When you are ready, click “Generate”. This will create a new snapshot of your dataset. This may take a few moments depending on how large your dataset is.

After your new dataset is ready, export your data from Roboflow. In the “Custom Train & Deploy” section of the dataset version page, select the model you are going to use in training. You will only see the models that fit your project type.

Copy the code snippet provided and use it to download your data for use in your training scripts. We have a repository of over 20 notebooks on GitHub that walk through training computer vision models using common architectures. Check out the guide associated with the model architecture you are using for reference material on how to work with the Roboflow API in your training process.

Step 3: Upload Model Weights

Once you have a trained model, you can upload it using the following code:

project.version(DATASET_VERSION).deploy(model_type=MODEL_TYPE, model_path=f”{HOME}/runs/detect/train/”)

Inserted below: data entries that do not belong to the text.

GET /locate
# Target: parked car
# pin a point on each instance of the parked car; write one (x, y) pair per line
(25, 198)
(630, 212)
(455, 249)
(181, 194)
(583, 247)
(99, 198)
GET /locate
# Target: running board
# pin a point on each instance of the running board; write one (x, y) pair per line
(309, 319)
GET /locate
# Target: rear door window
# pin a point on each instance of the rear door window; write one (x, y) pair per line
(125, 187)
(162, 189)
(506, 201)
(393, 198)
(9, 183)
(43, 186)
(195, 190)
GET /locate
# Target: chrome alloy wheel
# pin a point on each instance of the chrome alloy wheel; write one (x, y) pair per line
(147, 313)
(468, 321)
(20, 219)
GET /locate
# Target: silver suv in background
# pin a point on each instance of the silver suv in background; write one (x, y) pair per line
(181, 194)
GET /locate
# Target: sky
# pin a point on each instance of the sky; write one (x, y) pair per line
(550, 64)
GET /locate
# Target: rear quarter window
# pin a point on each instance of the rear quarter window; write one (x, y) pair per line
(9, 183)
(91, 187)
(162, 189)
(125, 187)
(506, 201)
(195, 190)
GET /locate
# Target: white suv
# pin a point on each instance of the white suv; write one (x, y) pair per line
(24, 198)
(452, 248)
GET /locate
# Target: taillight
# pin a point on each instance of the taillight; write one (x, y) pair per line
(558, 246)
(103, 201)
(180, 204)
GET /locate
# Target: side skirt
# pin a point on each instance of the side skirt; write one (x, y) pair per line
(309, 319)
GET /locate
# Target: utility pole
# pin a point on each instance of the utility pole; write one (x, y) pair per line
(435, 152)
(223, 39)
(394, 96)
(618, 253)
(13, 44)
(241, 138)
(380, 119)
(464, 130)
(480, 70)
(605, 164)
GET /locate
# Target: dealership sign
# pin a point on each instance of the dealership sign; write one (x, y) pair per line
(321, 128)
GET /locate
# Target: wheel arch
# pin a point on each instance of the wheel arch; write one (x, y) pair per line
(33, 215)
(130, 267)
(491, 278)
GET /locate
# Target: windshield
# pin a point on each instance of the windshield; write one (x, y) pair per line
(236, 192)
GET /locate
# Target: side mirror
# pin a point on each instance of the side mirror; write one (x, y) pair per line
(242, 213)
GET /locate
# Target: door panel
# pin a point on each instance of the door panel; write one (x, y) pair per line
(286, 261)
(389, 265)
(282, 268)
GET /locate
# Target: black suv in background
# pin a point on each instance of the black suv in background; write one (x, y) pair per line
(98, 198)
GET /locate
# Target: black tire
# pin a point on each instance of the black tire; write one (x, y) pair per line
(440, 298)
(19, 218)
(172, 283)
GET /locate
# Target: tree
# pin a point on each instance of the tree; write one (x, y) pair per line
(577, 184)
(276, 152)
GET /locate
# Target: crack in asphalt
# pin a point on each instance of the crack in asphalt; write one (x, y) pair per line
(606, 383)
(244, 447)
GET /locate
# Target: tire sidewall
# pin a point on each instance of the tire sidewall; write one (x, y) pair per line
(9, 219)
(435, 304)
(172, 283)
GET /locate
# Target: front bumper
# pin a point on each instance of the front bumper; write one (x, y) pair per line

Substitute the following values:

  • DATASET_VERSION: The version number associated with your dataset (accessible on the version page in the Roboflow dashboard.
  • MODEL_TYPE: The ID associated with the model that you have trained. Valid IDs are available in the validFormats object on our documentation page for platform actions.
  • HOME: The directory where your project files are.

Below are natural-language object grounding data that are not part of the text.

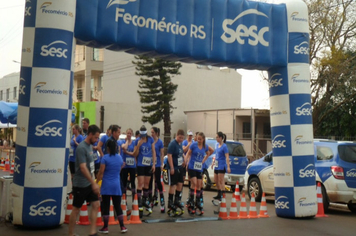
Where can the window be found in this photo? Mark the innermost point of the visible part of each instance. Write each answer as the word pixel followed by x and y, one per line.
pixel 15 92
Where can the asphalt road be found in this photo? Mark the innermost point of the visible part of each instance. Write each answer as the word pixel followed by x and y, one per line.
pixel 340 221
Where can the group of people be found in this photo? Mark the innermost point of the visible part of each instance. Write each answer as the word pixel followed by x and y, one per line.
pixel 114 164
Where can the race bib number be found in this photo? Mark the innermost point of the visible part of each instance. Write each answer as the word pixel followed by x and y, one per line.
pixel 146 161
pixel 180 161
pixel 197 165
pixel 130 161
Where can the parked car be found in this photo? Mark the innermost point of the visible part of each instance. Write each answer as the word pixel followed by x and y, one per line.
pixel 335 166
pixel 238 164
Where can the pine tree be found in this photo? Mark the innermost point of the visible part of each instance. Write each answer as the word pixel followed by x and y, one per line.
pixel 157 90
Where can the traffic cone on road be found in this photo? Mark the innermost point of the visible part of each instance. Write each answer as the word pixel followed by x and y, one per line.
pixel 233 209
pixel 252 214
pixel 319 196
pixel 222 210
pixel 237 192
pixel 243 209
pixel 69 209
pixel 135 217
pixel 124 209
pixel 83 215
pixel 263 207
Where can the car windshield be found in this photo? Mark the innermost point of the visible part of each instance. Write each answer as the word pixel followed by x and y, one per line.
pixel 347 153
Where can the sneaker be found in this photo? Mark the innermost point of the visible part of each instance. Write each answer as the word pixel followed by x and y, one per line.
pixel 104 230
pixel 123 229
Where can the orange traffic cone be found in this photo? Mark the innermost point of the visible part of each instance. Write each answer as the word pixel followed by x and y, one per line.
pixel 243 209
pixel 222 210
pixel 69 209
pixel 135 217
pixel 233 209
pixel 237 192
pixel 124 209
pixel 263 207
pixel 319 196
pixel 252 214
pixel 83 215
pixel 112 220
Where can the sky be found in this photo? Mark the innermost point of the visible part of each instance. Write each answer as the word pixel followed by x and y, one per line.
pixel 254 88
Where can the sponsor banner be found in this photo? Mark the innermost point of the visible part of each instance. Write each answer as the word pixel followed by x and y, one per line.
pixel 305 201
pixel 278 81
pixel 30 13
pixel 281 141
pixel 45 167
pixel 300 109
pixel 305 174
pixel 229 33
pixel 55 14
pixel 283 171
pixel 47 127
pixel 50 86
pixel 22 125
pixel 53 48
pixel 27 47
pixel 284 201
pixel 298 78
pixel 25 86
pixel 279 110
pixel 302 140
pixel 44 208
pixel 298 48
pixel 19 165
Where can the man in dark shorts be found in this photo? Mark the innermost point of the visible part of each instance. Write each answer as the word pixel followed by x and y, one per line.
pixel 176 165
pixel 84 186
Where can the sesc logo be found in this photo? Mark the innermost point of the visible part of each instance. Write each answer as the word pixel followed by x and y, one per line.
pixel 351 173
pixel 242 32
pixel 304 110
pixel 45 130
pixel 307 172
pixel 41 209
pixel 47 50
pixel 275 82
pixel 302 48
pixel 279 141
pixel 118 2
pixel 282 203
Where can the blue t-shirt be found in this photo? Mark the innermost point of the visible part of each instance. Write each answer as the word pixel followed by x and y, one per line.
pixel 197 156
pixel 73 147
pixel 158 147
pixel 129 160
pixel 111 178
pixel 144 157
pixel 176 150
pixel 220 159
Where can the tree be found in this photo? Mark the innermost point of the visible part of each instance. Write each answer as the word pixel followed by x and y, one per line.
pixel 157 90
pixel 332 55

If you are not using a Roboflow Notebook, use this long-form snippet:

from roboflow import Roboflow

rf = Roboflow(api_key="API_KEY")
project = rf.workspace().project("PROJECT_ID")
project.version(DATASET_VERSION).deploy(model_type=”yolov8”, model_path=f”{HOME}/runs/detect/train/”)

After you run this code, your weights will be uploaded to Roboflow. It may take a few moments before your weights are uploaded, processed, and ready for use. The Roboflow dashboard will say that there is a trained model available when your weights have been processed. A “model type” label will appear showing the type of model weights you uploaded:

Test Your Model

You can test your model in your browser. Navigate to the “Deploy” tab in the Roboflow dashboard. In this tab, you can test your model by uploading images and videos, using images from your test set, pasting in URLs to images and YouTube videos, or by using your webcam:

When you are ready to deploy your model, check out our model deployment documentation. Here is our documentation for object detection deployment:

Note: We only support using our Hosted API for classification and segmentation models.

We have a vast repository of detailed tutorials on deployment on this blog, too.


In this guide, we have walked through how to upload your own model weights to the Roboflow platform. Using this feature, you can train custom models on your own infrastructure with a custom setup and upload them to Roboflow when you are ready to deploy your model.

Deploying on Roboflow means you can worry less about managing infrastructure and focus more on connecting your model to business logic. Roboflow provides an infinitely-scalable API for use in running inference and a range of SDKs and tutorials that guide you through using your hosted model in production.